2. Harry’s between-the-lines “Honeymooners” reference when, while talking with Pete about Ken’s future father-in-law, he remarks, “My father-in-law’s a bus driver. The only place he can take me is to the moon.”

3. The moment when Pete tells Trudy that finding out about his impending fatherhood feels much different than he expected, to which she replies, “How would you know what this feels like?” Cue everyone’s collective flashback to Pete getting Peggy pregnant.

4. Ken’s description of his firm: “My mother was a nurse at the state hospital in Vermont, and that was the last time I saw so many retarded people in one building.”

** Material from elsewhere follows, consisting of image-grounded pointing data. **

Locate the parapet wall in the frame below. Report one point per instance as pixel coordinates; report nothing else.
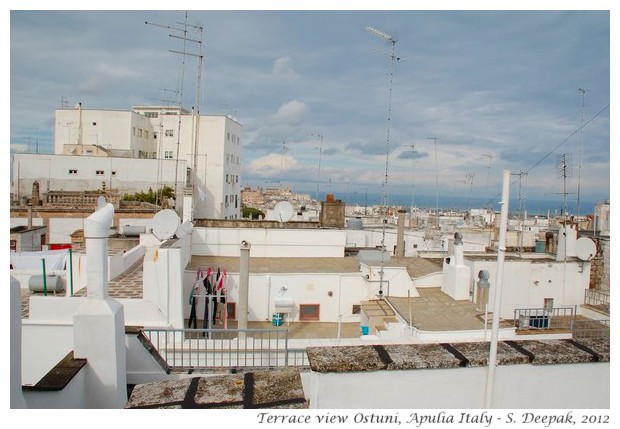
(561, 374)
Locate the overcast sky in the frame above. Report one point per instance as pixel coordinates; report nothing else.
(497, 89)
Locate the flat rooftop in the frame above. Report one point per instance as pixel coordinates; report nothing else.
(433, 310)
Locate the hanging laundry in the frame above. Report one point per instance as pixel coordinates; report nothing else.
(208, 290)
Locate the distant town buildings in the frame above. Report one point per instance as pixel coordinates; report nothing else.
(148, 147)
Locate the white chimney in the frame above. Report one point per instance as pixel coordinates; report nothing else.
(456, 275)
(567, 242)
(99, 324)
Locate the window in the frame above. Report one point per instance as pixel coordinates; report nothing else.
(231, 309)
(309, 311)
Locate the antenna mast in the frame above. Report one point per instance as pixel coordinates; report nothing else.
(436, 180)
(393, 59)
(564, 172)
(318, 180)
(183, 30)
(583, 102)
(284, 149)
(413, 152)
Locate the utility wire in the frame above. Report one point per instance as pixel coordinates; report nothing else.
(496, 197)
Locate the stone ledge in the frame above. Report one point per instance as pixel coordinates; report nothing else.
(280, 388)
(454, 355)
(59, 377)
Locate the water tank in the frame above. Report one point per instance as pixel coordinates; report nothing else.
(133, 230)
(53, 283)
(354, 223)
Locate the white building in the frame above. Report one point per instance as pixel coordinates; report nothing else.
(147, 147)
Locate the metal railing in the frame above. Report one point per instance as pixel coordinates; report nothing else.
(225, 348)
(590, 328)
(597, 298)
(544, 318)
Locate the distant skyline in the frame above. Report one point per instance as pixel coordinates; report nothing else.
(497, 89)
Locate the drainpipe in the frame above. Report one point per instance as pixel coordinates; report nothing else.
(44, 278)
(501, 250)
(244, 286)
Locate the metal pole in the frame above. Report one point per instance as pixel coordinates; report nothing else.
(71, 271)
(44, 278)
(501, 250)
(244, 284)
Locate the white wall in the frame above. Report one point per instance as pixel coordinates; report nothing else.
(265, 289)
(574, 386)
(131, 175)
(43, 346)
(558, 280)
(269, 242)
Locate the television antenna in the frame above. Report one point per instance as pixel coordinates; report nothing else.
(436, 180)
(413, 152)
(583, 102)
(283, 150)
(563, 169)
(393, 58)
(318, 180)
(283, 211)
(182, 34)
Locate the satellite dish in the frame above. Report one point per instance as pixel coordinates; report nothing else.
(283, 211)
(184, 229)
(585, 248)
(165, 224)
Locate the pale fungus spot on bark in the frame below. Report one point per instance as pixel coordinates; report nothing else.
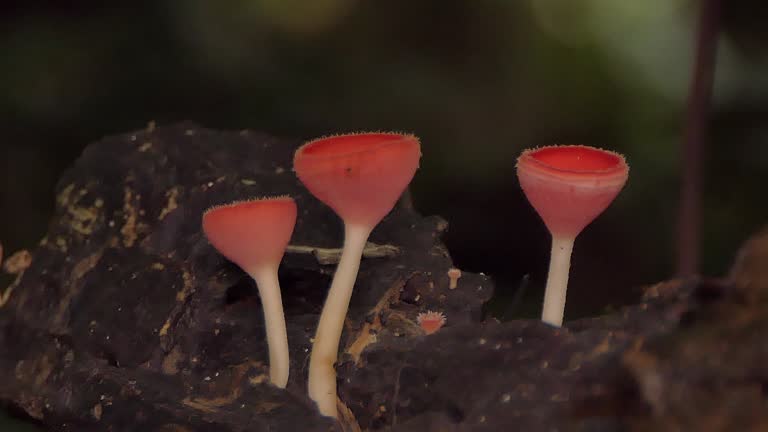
(18, 262)
(172, 204)
(453, 276)
(96, 411)
(129, 230)
(430, 321)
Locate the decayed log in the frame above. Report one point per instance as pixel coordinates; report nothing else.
(127, 319)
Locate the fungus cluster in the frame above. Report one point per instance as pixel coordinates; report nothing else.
(361, 177)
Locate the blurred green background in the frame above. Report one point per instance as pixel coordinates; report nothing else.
(477, 80)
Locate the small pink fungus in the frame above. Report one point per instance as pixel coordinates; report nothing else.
(430, 321)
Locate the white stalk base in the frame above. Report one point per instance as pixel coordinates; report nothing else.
(274, 320)
(322, 375)
(557, 281)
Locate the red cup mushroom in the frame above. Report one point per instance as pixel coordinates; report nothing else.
(254, 234)
(569, 186)
(361, 177)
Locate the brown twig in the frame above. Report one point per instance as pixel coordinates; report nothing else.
(689, 224)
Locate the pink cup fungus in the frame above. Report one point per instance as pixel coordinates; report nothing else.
(569, 186)
(361, 177)
(254, 234)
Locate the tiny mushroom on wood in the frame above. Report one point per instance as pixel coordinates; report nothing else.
(569, 186)
(254, 234)
(360, 176)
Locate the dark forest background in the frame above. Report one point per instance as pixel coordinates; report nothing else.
(478, 81)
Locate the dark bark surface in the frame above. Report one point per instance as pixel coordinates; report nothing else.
(129, 320)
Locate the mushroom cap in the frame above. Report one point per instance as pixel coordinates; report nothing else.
(360, 176)
(569, 186)
(252, 233)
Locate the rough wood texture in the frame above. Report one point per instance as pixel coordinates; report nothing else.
(128, 320)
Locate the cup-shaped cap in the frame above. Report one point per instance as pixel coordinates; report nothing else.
(569, 186)
(253, 233)
(360, 176)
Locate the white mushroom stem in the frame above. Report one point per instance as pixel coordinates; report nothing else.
(557, 281)
(322, 375)
(274, 321)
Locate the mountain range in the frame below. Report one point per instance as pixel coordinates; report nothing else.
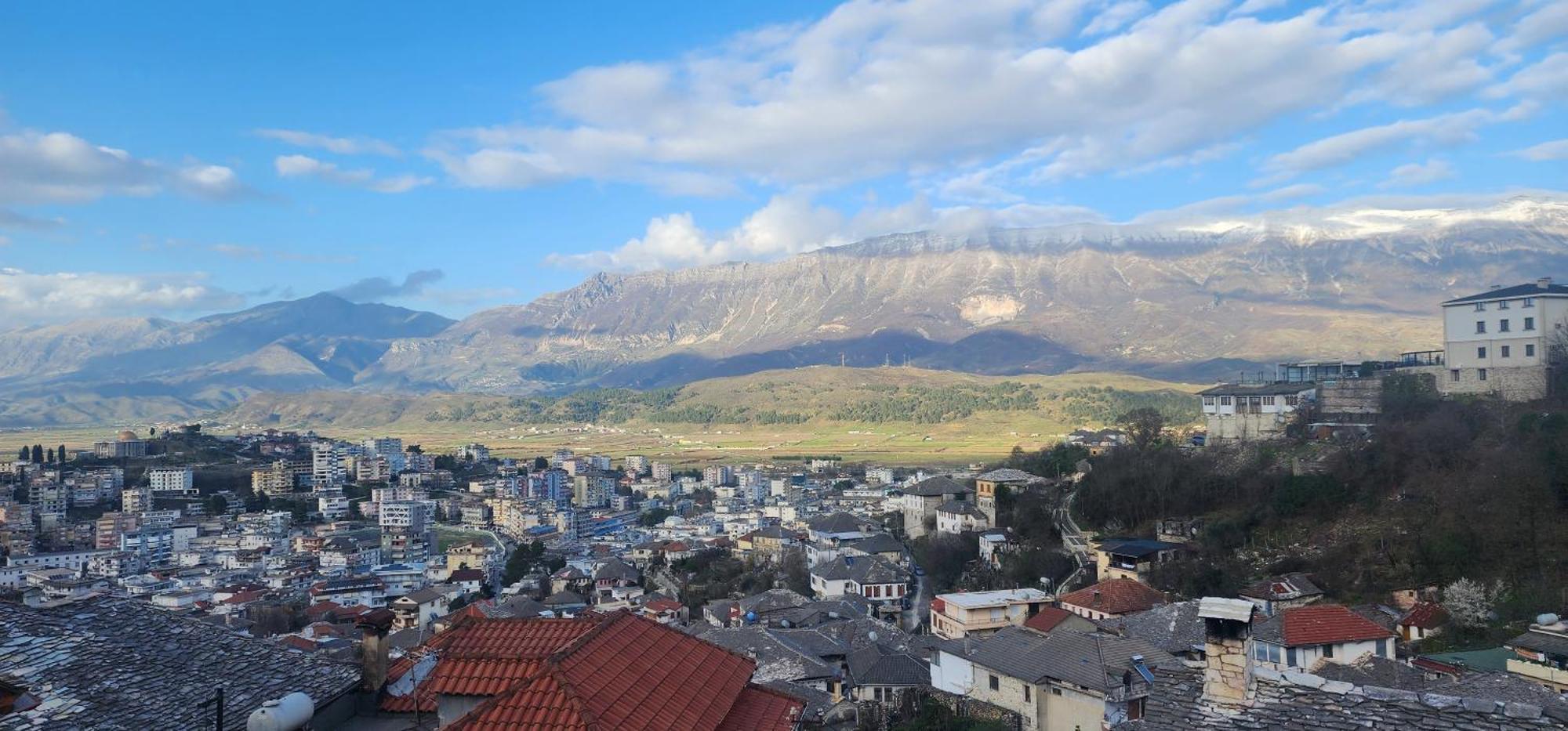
(1178, 300)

5. Peggy’s exchange with Joyce over their shared joint. Peggy: “I have a boyfriend.” Joyce: “He doesn’t own your vagina.” Peggy: “No, but he’s renting it.”

6. The initial shot of Don’s new secretary. Well, that’ll help him keep it in his pants, I reckon.

7. New Boy saying of Trudy, “I would get her so pregnant…”

8. Following the incredibly awkward moment between Pete and Peggy with Peggy banging her head on her desk (a callback to Pete banging his head on the wall earlier in the episode), then later spotlighting the fact that, although they may share a child, they’re walking in two very different worlds.

9. Joan commenting that she’s going to work in Roger’s office because “he won’t be coming,” thereby giving John Slattery a chance to concentrate solely on directing for the majority of the remainder of the episode.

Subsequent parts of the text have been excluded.